Uitspraak: 12 juni 2007
Rolnummer: 04/16
Rolnr. rechtbank: 01-2285
HET GERECHTSHOF TE S-GRAVENHAGE, tweede civiele kamer, heeft het volgende arrest gewezen in de zaak van:
[appellant],
wonende te Rijswijk,
appellant,
hierna te noemen: [appellant],
procureur: mr. W.M. Schonewille,
COÖPERATIEVE RABOBANK MIDDEN-IJSSELMONDE U.A.,
gevestigd te Barendrecht,
geïntimeerde,
hierna te noemen: de bank,
procureur: mr. H.J.A. Knijff.
Bij tussenarrest van 15 augustus 2006 heeft het hof partijen verzocht zich bij akte uit te laten. [appellant] heeft een akte na tussenarrest met produkties genomen, waarop de bank bij antwoordakte heeft gereageerd. Vervolgens hebben partijen de stukken overgelegd en opnieuw arrest gevraagd.

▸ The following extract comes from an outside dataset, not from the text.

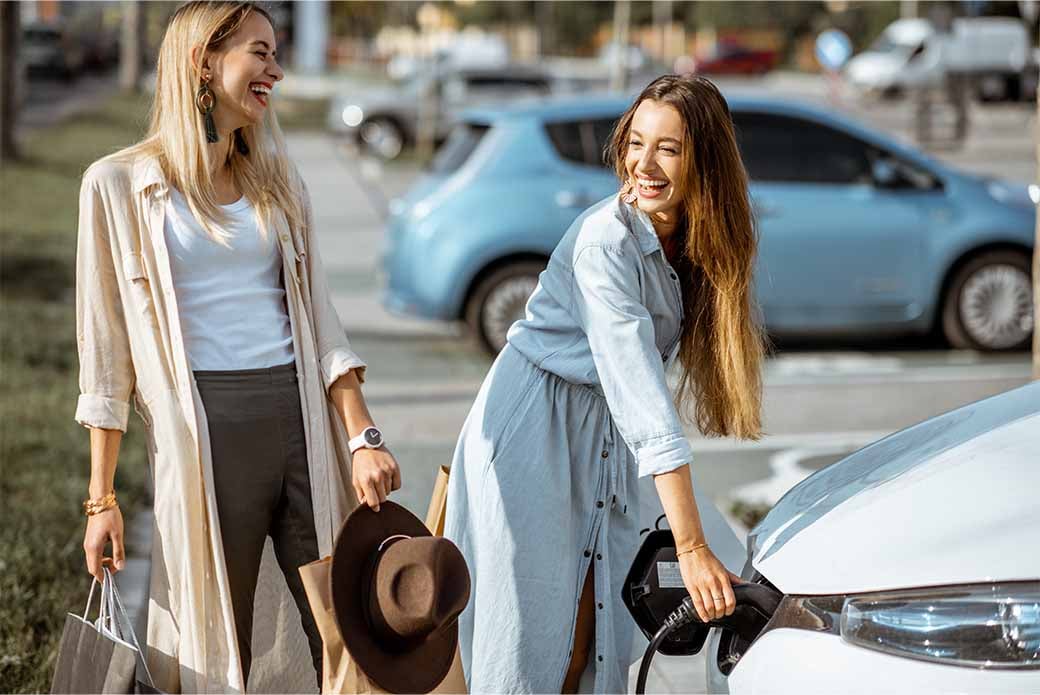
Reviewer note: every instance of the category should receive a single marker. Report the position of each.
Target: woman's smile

De verdere beoordeling van het hoger beroep
1. De primaire vordering van [appellant] is gegrond op zijn stelling dat de bank in de periode van april tot oktober 1998 heeft toegestaan dat [appellant] niet voldeed aan zijn marginverplichtingen. Er zouden in die periode langdurig grote dekkingstekorten hebben bestaan, die de bank overeenkomstig de (toen reeds) geldende normen hadden moeten nopen om [appellant] om aanvullende dekking of aanvullende zekerheden te vragen; bij gebreke daarvan zou de bank na 5 dagen zelfstandig posities hebben moeten sluiten om het dekkingstekort op te heffen.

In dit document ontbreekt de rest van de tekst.